The revision of the rules governing research involving human subjects offers historians the opportunity to advocate for improved guidelines that would correct this square-peg-in-a-round-hole situation. The preliminary findings of the working group, however, also indicate that new rules may bring with them new dilemmas. In particular, many historians are concerned that the guidelines create a false division between scientific research ("real" research) and humanities research (not-real research), a move that implies the work that oral historians do is less than professional. As Robert B. Townsend wrote in the September issue of Perspectives:
In 2004, the AHA and Oral History Association worked with HHS on the formulation proposed here (that history does not constitute “research that creates generalizable knowledge”).

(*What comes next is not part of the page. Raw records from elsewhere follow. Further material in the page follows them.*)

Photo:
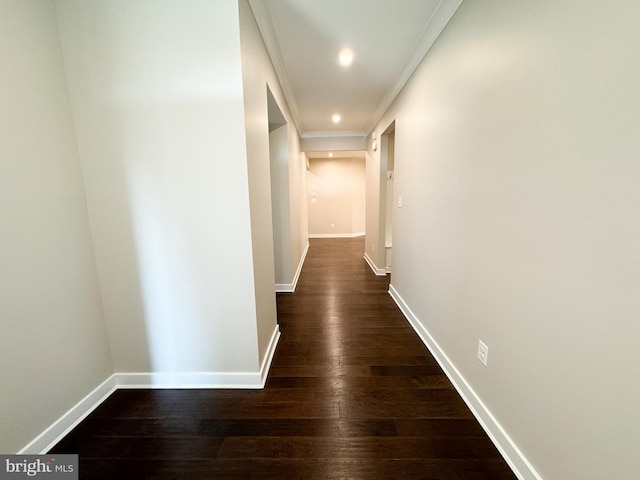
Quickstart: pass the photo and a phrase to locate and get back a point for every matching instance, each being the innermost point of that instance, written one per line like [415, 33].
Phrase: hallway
[352, 393]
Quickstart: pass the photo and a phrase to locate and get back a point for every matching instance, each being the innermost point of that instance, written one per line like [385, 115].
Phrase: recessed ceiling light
[346, 58]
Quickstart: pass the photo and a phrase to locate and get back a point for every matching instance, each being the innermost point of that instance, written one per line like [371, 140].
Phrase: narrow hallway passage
[352, 394]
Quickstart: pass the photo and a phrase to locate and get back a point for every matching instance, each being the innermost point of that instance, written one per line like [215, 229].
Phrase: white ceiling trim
[441, 16]
[443, 13]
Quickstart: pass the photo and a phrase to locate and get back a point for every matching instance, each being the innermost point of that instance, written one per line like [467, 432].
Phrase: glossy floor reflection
[352, 393]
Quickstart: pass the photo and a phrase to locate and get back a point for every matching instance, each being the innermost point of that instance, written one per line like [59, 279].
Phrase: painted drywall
[336, 196]
[289, 223]
[259, 77]
[517, 160]
[53, 346]
[157, 98]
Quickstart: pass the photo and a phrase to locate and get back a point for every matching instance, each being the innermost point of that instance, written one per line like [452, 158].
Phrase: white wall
[279, 157]
[517, 158]
[156, 91]
[339, 187]
[53, 345]
[258, 75]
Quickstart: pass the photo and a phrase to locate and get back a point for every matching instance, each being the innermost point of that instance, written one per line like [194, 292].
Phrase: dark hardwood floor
[352, 394]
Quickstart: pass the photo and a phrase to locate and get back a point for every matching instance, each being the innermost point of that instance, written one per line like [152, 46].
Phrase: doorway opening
[387, 164]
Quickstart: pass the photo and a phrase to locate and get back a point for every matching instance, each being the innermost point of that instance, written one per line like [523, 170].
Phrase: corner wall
[156, 91]
[517, 160]
[53, 345]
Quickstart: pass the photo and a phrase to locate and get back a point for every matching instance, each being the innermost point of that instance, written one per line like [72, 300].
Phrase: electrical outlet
[483, 352]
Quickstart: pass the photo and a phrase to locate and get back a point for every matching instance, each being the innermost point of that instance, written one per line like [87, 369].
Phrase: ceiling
[388, 38]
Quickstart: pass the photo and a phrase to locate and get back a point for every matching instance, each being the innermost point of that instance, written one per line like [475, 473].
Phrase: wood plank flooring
[352, 394]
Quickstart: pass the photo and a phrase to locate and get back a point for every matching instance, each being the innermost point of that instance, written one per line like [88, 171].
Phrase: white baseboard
[509, 450]
[336, 235]
[291, 287]
[61, 427]
[381, 272]
[67, 422]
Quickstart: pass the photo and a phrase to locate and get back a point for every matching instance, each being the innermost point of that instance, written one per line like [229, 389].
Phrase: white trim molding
[381, 272]
[503, 442]
[336, 235]
[291, 287]
[68, 421]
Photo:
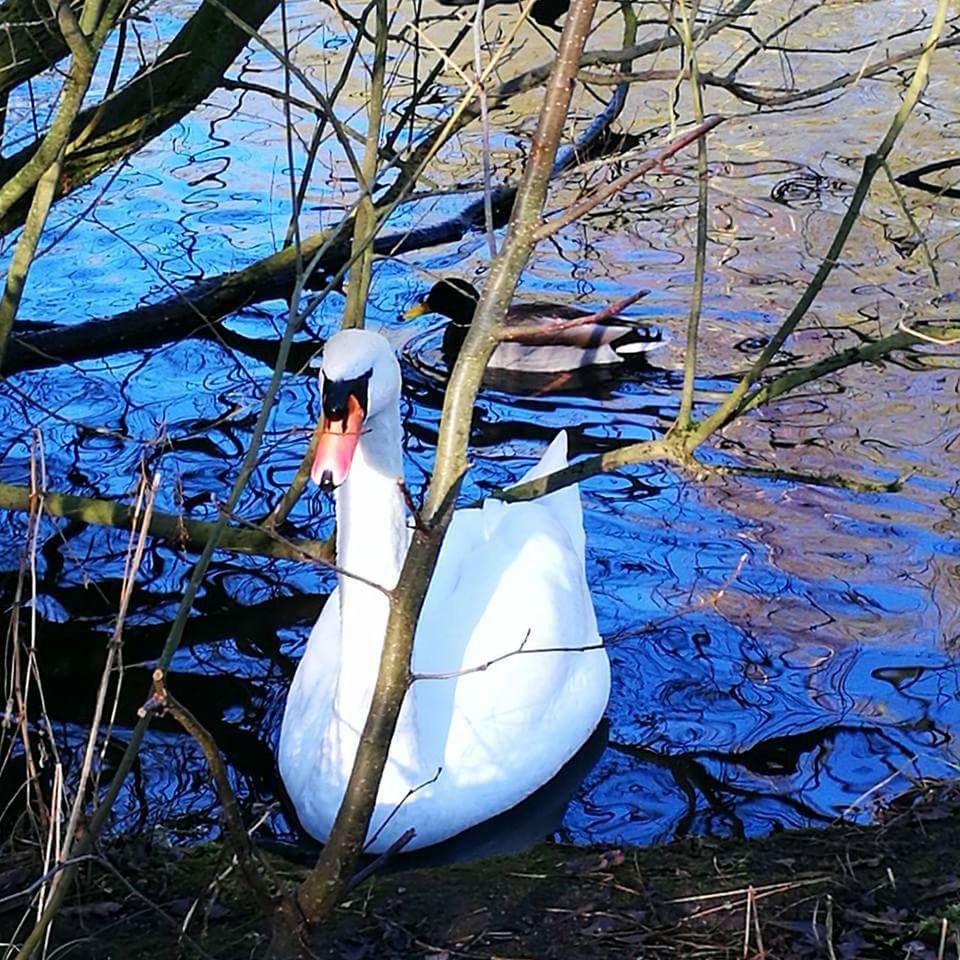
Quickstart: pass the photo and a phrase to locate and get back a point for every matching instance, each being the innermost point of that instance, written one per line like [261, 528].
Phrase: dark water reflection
[783, 654]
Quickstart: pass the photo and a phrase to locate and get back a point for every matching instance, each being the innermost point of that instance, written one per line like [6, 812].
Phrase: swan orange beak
[416, 311]
[339, 436]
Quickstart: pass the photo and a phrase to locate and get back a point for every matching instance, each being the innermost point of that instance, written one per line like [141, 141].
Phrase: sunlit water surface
[783, 654]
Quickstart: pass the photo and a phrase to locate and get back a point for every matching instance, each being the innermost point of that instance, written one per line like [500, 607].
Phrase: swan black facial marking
[336, 393]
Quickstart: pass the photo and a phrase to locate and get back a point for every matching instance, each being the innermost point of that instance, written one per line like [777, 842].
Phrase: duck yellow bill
[339, 437]
[418, 311]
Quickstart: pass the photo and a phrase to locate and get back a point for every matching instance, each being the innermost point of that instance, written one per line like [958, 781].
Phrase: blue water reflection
[783, 654]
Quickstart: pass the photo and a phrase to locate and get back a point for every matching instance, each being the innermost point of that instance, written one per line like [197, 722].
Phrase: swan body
[489, 719]
[546, 336]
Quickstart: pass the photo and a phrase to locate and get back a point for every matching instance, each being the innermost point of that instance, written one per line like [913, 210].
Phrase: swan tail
[564, 503]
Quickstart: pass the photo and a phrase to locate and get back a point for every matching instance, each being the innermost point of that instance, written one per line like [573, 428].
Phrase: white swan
[509, 577]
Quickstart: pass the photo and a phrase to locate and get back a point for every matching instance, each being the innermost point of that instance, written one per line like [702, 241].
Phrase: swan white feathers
[509, 583]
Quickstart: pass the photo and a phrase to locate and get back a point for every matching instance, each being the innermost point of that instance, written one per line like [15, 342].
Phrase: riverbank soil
[889, 890]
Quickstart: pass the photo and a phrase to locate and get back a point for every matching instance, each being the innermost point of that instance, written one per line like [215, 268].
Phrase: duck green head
[453, 298]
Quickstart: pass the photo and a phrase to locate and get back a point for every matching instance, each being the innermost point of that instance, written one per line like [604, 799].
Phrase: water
[783, 654]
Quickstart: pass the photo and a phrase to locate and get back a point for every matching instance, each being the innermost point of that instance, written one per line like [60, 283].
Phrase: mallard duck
[545, 12]
[512, 676]
[547, 338]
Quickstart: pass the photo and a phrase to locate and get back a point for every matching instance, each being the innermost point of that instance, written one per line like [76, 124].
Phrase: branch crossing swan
[509, 582]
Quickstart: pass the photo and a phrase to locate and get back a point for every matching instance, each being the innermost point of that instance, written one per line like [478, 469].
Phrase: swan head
[359, 380]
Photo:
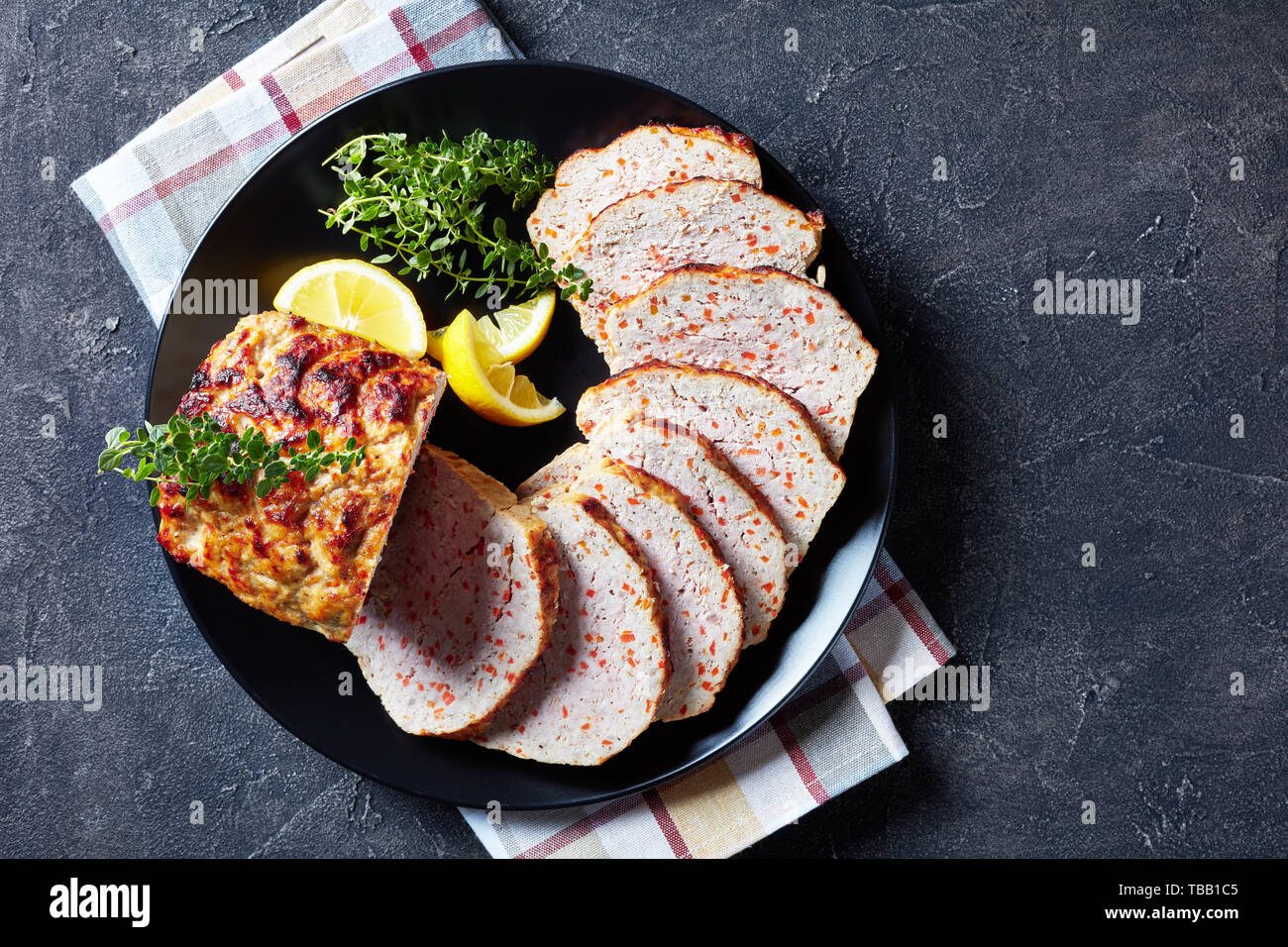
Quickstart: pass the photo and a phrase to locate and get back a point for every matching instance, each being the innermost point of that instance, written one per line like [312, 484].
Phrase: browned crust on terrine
[307, 552]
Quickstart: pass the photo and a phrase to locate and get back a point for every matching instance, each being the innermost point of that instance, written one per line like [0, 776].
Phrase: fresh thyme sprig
[424, 205]
[196, 451]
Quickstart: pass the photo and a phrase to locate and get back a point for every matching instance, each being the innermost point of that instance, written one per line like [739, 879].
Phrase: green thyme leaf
[425, 205]
[194, 453]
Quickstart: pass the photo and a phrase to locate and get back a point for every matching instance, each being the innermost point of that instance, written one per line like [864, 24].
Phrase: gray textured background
[1109, 684]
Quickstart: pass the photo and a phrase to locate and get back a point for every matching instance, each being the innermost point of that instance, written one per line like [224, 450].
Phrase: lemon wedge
[516, 330]
[359, 298]
[487, 382]
[513, 333]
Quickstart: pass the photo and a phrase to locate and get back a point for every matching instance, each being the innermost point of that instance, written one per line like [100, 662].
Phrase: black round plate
[270, 227]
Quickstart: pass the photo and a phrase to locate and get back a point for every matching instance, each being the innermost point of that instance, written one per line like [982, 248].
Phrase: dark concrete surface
[1109, 684]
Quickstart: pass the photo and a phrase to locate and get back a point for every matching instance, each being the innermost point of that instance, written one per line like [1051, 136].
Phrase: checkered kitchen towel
[154, 198]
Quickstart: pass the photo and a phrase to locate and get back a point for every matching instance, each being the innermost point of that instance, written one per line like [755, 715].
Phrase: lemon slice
[487, 382]
[359, 298]
[516, 330]
[514, 333]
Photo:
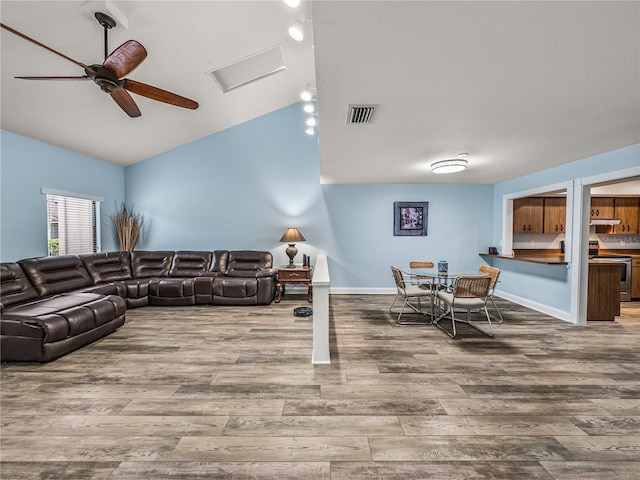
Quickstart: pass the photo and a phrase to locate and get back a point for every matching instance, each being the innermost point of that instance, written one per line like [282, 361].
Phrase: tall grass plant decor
[128, 225]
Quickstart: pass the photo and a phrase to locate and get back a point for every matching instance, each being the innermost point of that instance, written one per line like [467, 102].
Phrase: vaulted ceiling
[520, 86]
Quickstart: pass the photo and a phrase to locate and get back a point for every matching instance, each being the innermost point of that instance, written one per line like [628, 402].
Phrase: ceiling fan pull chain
[106, 42]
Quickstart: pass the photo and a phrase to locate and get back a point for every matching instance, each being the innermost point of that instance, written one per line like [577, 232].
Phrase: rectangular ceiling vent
[249, 69]
[361, 113]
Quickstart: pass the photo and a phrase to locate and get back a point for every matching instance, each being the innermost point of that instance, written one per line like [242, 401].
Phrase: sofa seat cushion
[55, 275]
[67, 315]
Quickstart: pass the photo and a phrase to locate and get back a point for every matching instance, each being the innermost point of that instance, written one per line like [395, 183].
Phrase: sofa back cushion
[15, 287]
[190, 263]
[220, 261]
[151, 264]
[54, 275]
[246, 263]
[108, 266]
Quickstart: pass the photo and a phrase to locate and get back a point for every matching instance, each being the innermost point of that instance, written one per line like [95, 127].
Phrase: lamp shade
[292, 235]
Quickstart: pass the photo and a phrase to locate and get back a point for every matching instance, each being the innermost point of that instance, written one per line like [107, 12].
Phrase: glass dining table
[440, 280]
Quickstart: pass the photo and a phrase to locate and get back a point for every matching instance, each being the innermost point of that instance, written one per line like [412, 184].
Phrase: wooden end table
[298, 275]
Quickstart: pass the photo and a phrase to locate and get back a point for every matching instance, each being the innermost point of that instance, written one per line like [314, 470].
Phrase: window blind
[72, 225]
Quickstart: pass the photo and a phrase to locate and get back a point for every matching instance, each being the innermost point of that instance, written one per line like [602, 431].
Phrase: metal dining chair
[494, 273]
[469, 292]
[410, 287]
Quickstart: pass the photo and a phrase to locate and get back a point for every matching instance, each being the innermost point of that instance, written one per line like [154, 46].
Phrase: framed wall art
[410, 218]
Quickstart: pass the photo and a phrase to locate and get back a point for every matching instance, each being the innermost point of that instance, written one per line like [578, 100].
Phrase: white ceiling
[521, 86]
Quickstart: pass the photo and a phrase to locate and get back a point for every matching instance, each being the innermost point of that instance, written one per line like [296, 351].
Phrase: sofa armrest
[267, 272]
[211, 274]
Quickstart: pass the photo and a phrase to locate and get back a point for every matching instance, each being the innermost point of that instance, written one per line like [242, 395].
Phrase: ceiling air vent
[361, 113]
[249, 69]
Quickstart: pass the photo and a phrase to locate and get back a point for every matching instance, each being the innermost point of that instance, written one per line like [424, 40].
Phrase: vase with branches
[128, 225]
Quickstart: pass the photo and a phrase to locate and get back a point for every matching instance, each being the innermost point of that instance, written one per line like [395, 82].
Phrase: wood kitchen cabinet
[601, 208]
[528, 215]
[635, 276]
[626, 209]
[555, 215]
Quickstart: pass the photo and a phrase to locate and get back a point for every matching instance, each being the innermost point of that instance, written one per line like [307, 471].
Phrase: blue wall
[26, 166]
[242, 187]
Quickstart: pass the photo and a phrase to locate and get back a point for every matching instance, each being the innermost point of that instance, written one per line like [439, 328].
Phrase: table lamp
[290, 236]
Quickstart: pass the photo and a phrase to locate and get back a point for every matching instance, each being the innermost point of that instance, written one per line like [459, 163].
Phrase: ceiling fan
[109, 76]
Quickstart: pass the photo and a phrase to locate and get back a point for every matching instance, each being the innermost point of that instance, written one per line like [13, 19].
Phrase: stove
[625, 274]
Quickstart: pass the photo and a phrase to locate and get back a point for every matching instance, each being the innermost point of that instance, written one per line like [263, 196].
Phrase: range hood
[605, 221]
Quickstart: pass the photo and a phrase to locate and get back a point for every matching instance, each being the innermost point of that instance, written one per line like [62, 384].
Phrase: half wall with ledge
[321, 283]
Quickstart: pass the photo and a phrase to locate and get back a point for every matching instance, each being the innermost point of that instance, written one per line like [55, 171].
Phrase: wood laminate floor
[229, 392]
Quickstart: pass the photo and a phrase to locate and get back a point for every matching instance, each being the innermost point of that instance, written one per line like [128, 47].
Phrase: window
[72, 223]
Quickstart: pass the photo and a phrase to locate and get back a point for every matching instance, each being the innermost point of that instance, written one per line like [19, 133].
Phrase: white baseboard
[538, 307]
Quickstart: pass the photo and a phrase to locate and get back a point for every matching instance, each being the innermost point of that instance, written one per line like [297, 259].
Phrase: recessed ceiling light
[296, 31]
[306, 95]
[449, 166]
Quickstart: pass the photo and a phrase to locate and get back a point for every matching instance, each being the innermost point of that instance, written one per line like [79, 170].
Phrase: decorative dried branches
[128, 225]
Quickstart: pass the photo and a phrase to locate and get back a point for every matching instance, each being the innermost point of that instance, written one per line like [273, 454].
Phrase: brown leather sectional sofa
[50, 306]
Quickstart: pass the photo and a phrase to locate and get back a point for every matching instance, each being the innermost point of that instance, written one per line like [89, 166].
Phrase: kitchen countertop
[556, 257]
[545, 257]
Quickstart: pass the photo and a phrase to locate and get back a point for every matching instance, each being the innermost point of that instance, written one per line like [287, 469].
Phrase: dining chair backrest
[420, 264]
[398, 278]
[493, 272]
[471, 286]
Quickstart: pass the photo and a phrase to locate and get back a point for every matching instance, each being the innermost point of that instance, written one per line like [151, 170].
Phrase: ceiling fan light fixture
[449, 166]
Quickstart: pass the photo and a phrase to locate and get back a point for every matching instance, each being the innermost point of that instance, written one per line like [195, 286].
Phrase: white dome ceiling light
[452, 165]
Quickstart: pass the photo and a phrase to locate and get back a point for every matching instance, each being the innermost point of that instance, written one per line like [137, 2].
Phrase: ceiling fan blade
[122, 98]
[158, 94]
[125, 58]
[55, 78]
[22, 35]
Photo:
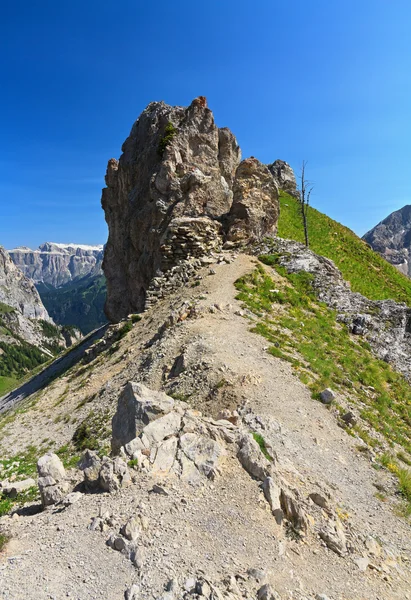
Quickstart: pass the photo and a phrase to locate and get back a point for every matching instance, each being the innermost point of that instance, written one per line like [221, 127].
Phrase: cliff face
[284, 177]
[58, 264]
[392, 239]
[174, 194]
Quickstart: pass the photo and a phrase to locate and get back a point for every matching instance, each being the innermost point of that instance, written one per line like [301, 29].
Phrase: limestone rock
[177, 194]
[333, 535]
[284, 177]
[252, 459]
[272, 493]
[113, 475]
[165, 456]
[133, 593]
[391, 238]
[204, 452]
[90, 464]
[176, 164]
[137, 407]
[57, 264]
[12, 489]
[24, 310]
[162, 428]
[132, 529]
[255, 208]
[52, 479]
[327, 396]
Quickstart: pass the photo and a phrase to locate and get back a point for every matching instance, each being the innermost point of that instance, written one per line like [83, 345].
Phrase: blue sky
[321, 81]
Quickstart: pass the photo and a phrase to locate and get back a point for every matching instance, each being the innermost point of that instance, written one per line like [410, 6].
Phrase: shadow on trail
[57, 368]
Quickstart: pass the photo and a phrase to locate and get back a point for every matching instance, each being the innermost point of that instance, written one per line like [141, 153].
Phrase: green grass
[5, 309]
[261, 442]
[368, 272]
[305, 332]
[3, 540]
[7, 384]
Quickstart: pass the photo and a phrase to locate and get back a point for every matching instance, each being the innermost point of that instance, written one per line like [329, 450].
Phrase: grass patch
[367, 272]
[3, 540]
[305, 332]
[263, 447]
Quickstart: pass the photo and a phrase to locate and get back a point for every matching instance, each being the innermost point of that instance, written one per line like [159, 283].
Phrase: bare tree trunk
[305, 193]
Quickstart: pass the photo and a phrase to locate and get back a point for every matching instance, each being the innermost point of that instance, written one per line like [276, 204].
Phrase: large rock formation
[56, 264]
[392, 239]
[170, 197]
[284, 177]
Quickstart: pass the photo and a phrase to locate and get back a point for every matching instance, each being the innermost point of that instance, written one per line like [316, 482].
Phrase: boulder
[50, 465]
[114, 474]
[132, 593]
[162, 428]
[272, 493]
[176, 164]
[52, 483]
[137, 406]
[334, 536]
[284, 177]
[165, 456]
[204, 452]
[90, 464]
[131, 529]
[255, 209]
[12, 489]
[252, 459]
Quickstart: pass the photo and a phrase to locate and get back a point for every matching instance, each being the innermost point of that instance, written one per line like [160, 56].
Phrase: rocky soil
[201, 510]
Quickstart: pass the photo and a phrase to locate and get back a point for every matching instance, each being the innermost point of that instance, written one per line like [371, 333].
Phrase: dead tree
[304, 200]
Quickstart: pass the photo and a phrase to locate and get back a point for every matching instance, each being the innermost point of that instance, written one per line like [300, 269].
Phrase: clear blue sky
[320, 80]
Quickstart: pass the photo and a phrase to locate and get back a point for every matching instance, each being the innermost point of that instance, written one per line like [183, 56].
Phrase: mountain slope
[368, 273]
[392, 239]
[223, 528]
[79, 303]
[28, 336]
[56, 264]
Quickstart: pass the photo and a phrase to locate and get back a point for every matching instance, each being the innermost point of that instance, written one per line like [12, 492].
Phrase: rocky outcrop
[57, 264]
[255, 209]
[175, 194]
[392, 239]
[284, 177]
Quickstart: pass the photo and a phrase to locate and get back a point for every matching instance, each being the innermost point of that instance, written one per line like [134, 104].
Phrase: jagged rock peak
[178, 191]
[284, 177]
[392, 239]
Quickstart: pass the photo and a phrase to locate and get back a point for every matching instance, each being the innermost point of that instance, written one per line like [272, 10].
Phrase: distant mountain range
[392, 239]
[28, 336]
[69, 279]
[57, 264]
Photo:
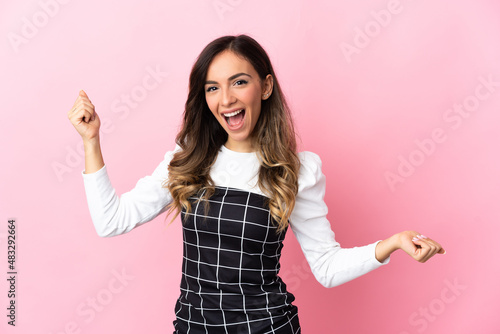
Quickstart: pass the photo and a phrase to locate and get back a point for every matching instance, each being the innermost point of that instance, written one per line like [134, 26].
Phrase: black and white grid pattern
[230, 281]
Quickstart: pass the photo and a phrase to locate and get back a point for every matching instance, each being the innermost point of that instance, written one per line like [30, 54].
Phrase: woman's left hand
[418, 246]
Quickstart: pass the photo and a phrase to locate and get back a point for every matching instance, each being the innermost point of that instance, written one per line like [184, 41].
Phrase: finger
[437, 248]
[422, 251]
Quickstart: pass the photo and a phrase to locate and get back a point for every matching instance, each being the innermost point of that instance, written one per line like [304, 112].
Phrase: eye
[240, 82]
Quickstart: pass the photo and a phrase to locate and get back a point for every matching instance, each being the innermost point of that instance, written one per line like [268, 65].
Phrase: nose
[227, 97]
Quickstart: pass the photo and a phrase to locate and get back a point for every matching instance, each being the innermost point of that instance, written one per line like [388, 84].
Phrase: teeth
[234, 113]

Unfortunately, the argument prompted some derision from outside the field, from academics who interpreted the phrase to say simply “history is not research.” (As a case in point, the vice president for research at my own university, after a fairly contentious meeting on the subject, wished me well on my “;non-research dissertation.”)

We also received a number of complaints from within the discipline. Some historians argue that history does contribute generalizable knowledge, even if it bears little resemblance to the scientific definition of the word. And faculty members at history of medicine departments and in the social science side of history warned that this position undermined both their institutional standing and their ability to obtain grants. They made it clear that however finely worded, stating that history did not constitute research in even the most bureaucratic terms could have some real financial costs to the discipline.
The American Historical Association has put together a list of "talking points" concerning the proposed changes, if you are interested in the in-a-nutshell version of their concerns.